Installation Troubleshooting¶

This page summarizes common issues with the installer and provides troubleshooting solutions to help users quickly resolve problems encountered during installation and operation.

Troubleshooting DCE 5.0 Platform Interface Unavailability with diag.sh Script¶

Since installer version v0.12.0, a new diag.sh script has been added to facilitate troubleshooting when the DCE 5.0 platform interface is unavailable.

Run the command:

./offline/diag.sh

Example of execution result:

FAQ1

Failure to Start kubelet Service After Kind Container Restart¶

After restarting the Kind container, the kubelet service fails to start and reports an error:

failed to initialize top level QOS containers: root container [kubelet kubepods] doesn't exist

Solution:

Solution 1: Restart by executing the command podman restart [kind] --time 120, and do not interrupt this task with ctrl+c during the execution process.

Solution 2: Enter the Kind container using podman exec and Run the following command:

for i in $(systemctl list-unit-files --no-legend --no-pager -l | grep --color=never -o .*.slice | grep kubepod);
do systemctl stop $i;
done

Podman fails to create containers after disabling `IPv6`¶

Error message:

ERROR: failed to create cluster: command "podman run --name kind-control-plane...

Solutions

Re-enable IPv6 or change bootstrapping node base to Docker.

Podman-related issues: https://github.com/containers/podman/issues/13388

Redis get stuck when reinstalling DCE 5.0 in kind cluster¶

Issue: The Redis Pod remains in a 0/4 running state for a long time with the error message primary ClusterIP can not unset.

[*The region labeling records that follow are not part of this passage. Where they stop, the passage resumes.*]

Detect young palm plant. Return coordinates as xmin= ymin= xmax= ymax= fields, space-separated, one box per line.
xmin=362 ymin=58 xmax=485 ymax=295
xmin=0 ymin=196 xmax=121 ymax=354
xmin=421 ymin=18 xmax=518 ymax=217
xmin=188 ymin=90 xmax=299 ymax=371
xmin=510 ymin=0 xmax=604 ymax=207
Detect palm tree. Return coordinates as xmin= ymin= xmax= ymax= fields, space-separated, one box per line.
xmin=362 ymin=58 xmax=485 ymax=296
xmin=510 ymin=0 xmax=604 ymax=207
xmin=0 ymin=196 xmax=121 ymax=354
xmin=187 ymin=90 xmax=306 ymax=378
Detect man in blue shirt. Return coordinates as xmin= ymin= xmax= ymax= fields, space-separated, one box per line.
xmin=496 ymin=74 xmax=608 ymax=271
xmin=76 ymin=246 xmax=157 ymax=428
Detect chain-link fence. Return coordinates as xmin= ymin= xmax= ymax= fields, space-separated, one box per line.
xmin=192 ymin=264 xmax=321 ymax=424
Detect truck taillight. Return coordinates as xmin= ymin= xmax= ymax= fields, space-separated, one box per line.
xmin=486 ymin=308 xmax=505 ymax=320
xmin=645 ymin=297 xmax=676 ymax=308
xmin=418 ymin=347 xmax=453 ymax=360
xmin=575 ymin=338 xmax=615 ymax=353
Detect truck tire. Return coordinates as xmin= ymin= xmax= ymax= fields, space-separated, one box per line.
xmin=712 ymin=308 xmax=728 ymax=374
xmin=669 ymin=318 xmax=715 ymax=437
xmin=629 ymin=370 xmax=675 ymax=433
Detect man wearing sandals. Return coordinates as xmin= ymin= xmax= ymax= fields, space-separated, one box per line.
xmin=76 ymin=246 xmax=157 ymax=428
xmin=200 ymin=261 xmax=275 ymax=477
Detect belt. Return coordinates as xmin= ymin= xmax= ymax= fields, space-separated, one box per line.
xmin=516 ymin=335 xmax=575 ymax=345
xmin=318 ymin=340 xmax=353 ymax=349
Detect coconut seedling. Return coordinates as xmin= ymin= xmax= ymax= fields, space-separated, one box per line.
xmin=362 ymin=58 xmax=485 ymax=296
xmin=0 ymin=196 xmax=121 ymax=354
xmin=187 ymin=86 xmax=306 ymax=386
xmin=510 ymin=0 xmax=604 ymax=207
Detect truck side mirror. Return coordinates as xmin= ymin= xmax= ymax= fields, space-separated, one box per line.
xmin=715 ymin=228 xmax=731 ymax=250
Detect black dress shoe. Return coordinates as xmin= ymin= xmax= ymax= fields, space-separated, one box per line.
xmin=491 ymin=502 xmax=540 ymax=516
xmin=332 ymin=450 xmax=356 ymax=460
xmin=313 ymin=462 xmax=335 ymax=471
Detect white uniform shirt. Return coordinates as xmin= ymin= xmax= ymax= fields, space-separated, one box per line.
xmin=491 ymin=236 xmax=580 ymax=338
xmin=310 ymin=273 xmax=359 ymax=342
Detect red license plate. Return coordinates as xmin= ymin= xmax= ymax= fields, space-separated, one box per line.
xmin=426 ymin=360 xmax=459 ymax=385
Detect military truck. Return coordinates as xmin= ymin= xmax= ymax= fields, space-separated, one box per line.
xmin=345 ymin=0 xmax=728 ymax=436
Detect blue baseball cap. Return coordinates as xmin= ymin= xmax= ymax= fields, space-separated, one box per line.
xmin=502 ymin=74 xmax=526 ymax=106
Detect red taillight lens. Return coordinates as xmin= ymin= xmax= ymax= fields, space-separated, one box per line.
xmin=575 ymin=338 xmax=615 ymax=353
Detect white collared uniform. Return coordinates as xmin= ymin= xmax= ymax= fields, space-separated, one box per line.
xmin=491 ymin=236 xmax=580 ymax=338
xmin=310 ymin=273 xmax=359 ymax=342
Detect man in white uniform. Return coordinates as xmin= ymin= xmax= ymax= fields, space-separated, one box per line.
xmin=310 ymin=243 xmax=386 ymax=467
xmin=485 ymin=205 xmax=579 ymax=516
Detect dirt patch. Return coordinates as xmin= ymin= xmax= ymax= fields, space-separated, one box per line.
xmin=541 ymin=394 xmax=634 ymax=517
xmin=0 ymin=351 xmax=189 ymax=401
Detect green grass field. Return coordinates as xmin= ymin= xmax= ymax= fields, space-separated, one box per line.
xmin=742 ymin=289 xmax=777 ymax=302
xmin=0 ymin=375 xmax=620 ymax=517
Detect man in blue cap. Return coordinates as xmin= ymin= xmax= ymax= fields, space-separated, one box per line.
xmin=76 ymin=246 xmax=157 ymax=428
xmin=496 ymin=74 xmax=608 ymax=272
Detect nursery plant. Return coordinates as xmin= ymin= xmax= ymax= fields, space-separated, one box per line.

Delete the rfs-mcamel-common-redis service in the mcamel-system namespace:
```
kubectl delete svc rfs-mcamel-common-redis -n mcamel-system
```
Then, retry the installation command.

When using Metallb, the VIP access is blocked and cannot log into DCE¶

Check whether the VIP is in the same network segment as the host. In Metallb L2 mode, they should be in the same network segment.
If this error occurs after you added a new NIC to the control node in the global cluster, you need to manually declare and configure L2Advertisement.

Refer to related Metallb issues

Community package: `fluent-bit` installation failed¶

Error:

DaemonSet is not ready: insight-system/insight-agent-fluent-bit. 0 out of 2 expected pods are ready

Solutions:

Check if the following key information appears in the Pod log:

[warn] [net] getaddrinfo(host='mcamel-common-es-cluster-masters-es-http.mcamel-system.svc.cluster.local',errt11):Could not contact DNS servers

If yes, it is a known bug of fluent-bit bug. Refer to: https://github.com/aws/aws-for-fluent-bit/issues/233

Error reported during CentOS 7.6 installation¶

Error:

FAQ1

Solutions:

Run modprobe br_netfilter on each node where the global service cluster is installed, and wait until br_netfilter is loaded.

CentOS environment preparation issues¶

Running yum install docker reports an error:

Failed to set locale, defaulting to C.UTF-8
CentOS Linux 8 - AppStream                                                                    93  B/s |  38  B     00:00    
Error: Failed to download metadata for repo 'appstream': Cannot prepare internal mirrorlist: No URLs in mirrorlist

You can try the following methods to resolve the issue:

Install glibc-langpack-en package:
```
sudo yum install -y glibc-langpack-en
```

If the issue persists, try the following:

sed -i 's/mirrorlist/#mirrorlist/g' /etc/yum.repos.d/CentOS-*
sed -i 's|#baseurl=http://mirror.centos.org|baseurl=http://vault.centos.org|g' /etc/yum.repos.d/CentOS-*
sudo yum update -y

Unable to Restart kind Cluster Properly After Bootstrap Node Reboot¶

After rebooting the bootstrap node, the kind cluster may fail to restart properly because the kind cluster was not set to start automatically on the openEuler 22.03 LTS SP2 operating system during deployment.

To resolve this issue, execute the following command to restart:

podman restart $(podman ps | grep installer-control-plane | awk '{print $1}')

Note

If the above scenario occurs in other environments, you can also execute the same command for restarting.

Missing ip6tables When Deploying Ubuntu 20.04 as the Bootstrap Machine¶

When deploying Ubuntu 20.04 as the bootstrap machine, the absence of ip6tables can cause errors during the deployment process.

Refer to the Podman known issue.

Temporary solution: Manually install iptables, refer to Install and Use iptables on Ubuntu 22.04.